The next morning, we went to what passes for downtown Bealo to sample the homemade wine made by Miguel's cousin Chus. Every family makes theirs differently. The aroma was intense, almost as intense as the landscape, like a million mountain flowers condensed into a glass of slightly frothy light pink liquid.
Then we set off to explore the peninsula, from the free museum at the Castro de Neixón, site of a 2,000-year-old settlement, to the dune beach and lighthouse at Corrubedo (partly closed for preservation) and on to the Castro de Baroña, the area's largest and most impressive ancient settlement. The drive itself was marvelous — glorious green hills punctuated by villages with narrow streets and houses whose tiled walls resembled old pixilated Atari video games.
The busy day ended with dinner at Miguel's, where we ate a tortilla that his wife, Pili, had made and cheered as Barcelona managed to beat Arsenal and win the Champions League trophy. Firecrackers banged out in the streets. I sent a text message to a friend (of a friend) in the Catalonian capital: "Visca Barça!"
When I checked out of Os Petroglifos the following morning, the owner mysteriously reduced my room rate by 20 percent, asking why I'd stayed just two nights. I worried at first: Had he figured out who I was? Thankfully, no. But then I realized there might a useful tip here: by visiting only untouristed spots, you are such an unusual presence that everyone will go out of their way to be hospitable.

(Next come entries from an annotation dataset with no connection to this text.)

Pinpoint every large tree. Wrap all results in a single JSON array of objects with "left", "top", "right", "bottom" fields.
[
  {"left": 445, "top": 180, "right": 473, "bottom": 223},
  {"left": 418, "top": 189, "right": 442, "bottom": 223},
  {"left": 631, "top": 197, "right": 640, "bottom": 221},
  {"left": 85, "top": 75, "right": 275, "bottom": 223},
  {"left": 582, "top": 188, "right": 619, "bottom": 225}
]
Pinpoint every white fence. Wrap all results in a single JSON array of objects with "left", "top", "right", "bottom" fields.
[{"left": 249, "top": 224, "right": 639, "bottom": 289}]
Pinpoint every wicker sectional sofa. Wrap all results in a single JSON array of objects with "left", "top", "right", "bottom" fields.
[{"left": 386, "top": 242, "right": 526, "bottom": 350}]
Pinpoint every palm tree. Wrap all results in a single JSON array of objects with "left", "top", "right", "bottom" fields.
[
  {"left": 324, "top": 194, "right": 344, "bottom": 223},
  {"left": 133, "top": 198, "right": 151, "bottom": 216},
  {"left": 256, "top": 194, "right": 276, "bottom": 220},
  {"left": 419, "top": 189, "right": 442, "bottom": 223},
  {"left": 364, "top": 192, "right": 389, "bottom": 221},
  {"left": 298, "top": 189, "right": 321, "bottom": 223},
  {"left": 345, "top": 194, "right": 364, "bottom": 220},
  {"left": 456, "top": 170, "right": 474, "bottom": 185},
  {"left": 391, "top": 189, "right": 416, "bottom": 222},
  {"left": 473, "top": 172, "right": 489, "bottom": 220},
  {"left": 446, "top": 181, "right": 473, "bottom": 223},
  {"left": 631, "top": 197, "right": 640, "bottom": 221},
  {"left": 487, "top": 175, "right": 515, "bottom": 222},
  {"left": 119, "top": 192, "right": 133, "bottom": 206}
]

I found the same generous spirit in La Coruña, a city at the northwestern tip of Spain, a quick 4.85-euro train ride from Santiago de Compostela. The Zara clothing chain is based in La Coruña, making it something of a fashionable outpost in the Galician sticks. Once again, I was drawn there by a social connection. A friend who had briefly worked for Zara sent me a long list of people to see there. That evening I met some of them: José, a quiet schoolteacher; Paco, a bald Bukowski acolyte; and his lovely friend Diana. For hours we bounced around back-street bars like Casa Enrique, where writers and artists gathered in the 40's and 50's (and which is, alas, closing in July — so go now).
Despite my protests, they kept picking up the tab. In the end, they allowed me to pay a single bill, at La Postreria, the only fancy bar of the evening. Drinks came to 22 euros, a nearly budget-busting figure but a tiny price to pay for the hospitality shown to me by utter strangers. I considered it a deposit in the karma bank, from which all travelers, frugal or spendthrift, must frequently make withdrawals.